Amalia Morales [email protected]
Más de lo que soñó tuvo Reina Bonilla, una adolescente que padece cáncer, en su fiesta de quince años ayer.
Vestida de rosado y del brazo de Roberto Ortega, el médico que la atiende en el Hospital Berta Calderón, entró Reina a la sala principal del hotel Las Mercedes, donde la esperaban familiares y amigos para celebrar sus quince años.
Reina había deseado una celebración en esta fecha, pero si la tenía se haría en su comunidad, allá en Río Medina, a siete kilómetros de Nandaime. Pero un cáncer de útero que le detectaron en febrero de este año, trocó el anhelo por la angustia de la enfermedad.
El deseo del traje rosado sobrevivió a dos intervenciones quirúrgicas y a la quimioterapia a la que todavía se somete, por gestión de los médicos y voluntad de Fabiola Salinas, esposa del vicepresidente José Rizo.
Salinas le agradeció a Reina la oportunidad de ayudarla, palabras que la adolescente retribuyó con un abrazo y una sonrisa, que no apartó más de su cara en el resto de la tarde.
La benefactora explicó que para esa celebración y para otras obras sociales su despacho no cuenta con presupuesto, pero sí con amigos.

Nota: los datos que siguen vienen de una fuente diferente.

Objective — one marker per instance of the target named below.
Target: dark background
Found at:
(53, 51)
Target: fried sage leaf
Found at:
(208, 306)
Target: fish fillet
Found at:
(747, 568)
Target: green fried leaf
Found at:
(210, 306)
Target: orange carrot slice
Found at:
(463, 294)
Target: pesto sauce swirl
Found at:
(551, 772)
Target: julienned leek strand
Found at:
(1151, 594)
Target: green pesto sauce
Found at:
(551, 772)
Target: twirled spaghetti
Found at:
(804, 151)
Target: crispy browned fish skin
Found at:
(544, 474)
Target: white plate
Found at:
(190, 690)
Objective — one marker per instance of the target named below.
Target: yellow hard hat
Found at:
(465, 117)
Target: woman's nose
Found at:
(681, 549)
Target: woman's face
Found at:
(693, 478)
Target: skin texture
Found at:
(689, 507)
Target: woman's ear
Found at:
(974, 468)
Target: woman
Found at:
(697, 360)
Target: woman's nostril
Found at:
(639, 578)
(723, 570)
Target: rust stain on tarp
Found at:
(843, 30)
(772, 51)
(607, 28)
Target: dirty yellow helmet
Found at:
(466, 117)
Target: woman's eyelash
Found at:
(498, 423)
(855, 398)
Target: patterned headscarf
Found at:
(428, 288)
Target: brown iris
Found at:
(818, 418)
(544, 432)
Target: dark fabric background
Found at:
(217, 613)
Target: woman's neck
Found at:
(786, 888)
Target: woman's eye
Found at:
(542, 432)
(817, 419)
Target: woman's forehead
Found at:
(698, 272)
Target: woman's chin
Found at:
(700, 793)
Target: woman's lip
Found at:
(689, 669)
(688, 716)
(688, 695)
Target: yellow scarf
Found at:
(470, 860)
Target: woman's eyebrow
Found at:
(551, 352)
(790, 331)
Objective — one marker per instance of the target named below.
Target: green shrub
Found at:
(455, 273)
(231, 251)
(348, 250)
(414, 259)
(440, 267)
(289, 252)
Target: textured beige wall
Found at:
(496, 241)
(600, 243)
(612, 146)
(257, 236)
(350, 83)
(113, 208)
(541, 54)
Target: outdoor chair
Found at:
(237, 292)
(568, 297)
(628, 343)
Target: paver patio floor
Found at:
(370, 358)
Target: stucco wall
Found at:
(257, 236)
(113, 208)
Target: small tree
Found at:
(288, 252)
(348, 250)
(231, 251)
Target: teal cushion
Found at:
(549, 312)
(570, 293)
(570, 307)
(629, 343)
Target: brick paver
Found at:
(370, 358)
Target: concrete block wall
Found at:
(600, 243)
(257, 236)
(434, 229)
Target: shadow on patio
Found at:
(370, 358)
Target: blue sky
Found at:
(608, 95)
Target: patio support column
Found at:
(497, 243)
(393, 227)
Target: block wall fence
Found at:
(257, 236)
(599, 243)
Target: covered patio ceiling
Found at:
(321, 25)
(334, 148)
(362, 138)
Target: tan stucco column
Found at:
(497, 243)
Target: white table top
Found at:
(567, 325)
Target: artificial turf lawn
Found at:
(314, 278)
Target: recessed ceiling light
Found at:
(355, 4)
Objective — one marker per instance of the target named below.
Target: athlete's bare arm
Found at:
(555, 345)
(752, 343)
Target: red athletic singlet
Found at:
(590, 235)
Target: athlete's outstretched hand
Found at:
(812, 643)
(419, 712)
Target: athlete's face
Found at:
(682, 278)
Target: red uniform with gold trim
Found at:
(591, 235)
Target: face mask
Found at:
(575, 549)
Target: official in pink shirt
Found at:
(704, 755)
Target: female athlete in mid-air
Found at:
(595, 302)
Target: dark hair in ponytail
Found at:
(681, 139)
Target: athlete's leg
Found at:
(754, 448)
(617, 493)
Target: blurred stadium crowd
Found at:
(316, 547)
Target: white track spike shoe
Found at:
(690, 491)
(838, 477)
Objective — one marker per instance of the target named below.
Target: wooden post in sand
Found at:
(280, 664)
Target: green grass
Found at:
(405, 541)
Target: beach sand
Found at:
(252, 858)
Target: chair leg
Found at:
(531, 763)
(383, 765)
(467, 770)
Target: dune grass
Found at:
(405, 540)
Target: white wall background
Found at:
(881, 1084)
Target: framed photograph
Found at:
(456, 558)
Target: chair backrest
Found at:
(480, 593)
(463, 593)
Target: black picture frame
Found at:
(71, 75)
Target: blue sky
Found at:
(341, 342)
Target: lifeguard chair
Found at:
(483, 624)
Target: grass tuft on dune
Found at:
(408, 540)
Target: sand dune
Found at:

El trabajo de los meseros, el chef y los arreglos para la fiesta de Reina fueron donados.
El primer vals de la fiesta, Reyna lo hizo con su médico, quien para ella se ha vuelto una especie de padre. Finalizó el baile con otro ser querido: su novio.
Otro deseo que se cumplió en la fiesta fue el toque de mariachis, quienes llegaron después del vals.
La quimioterapia es un tormento para Reina. Cada 21 días ella se hospitaliza cinco para el tratamiento. Ese tiempo la desanima. Pero ayer, Reina era otra. En su fiesta de quince no hubo chance para la tristeza.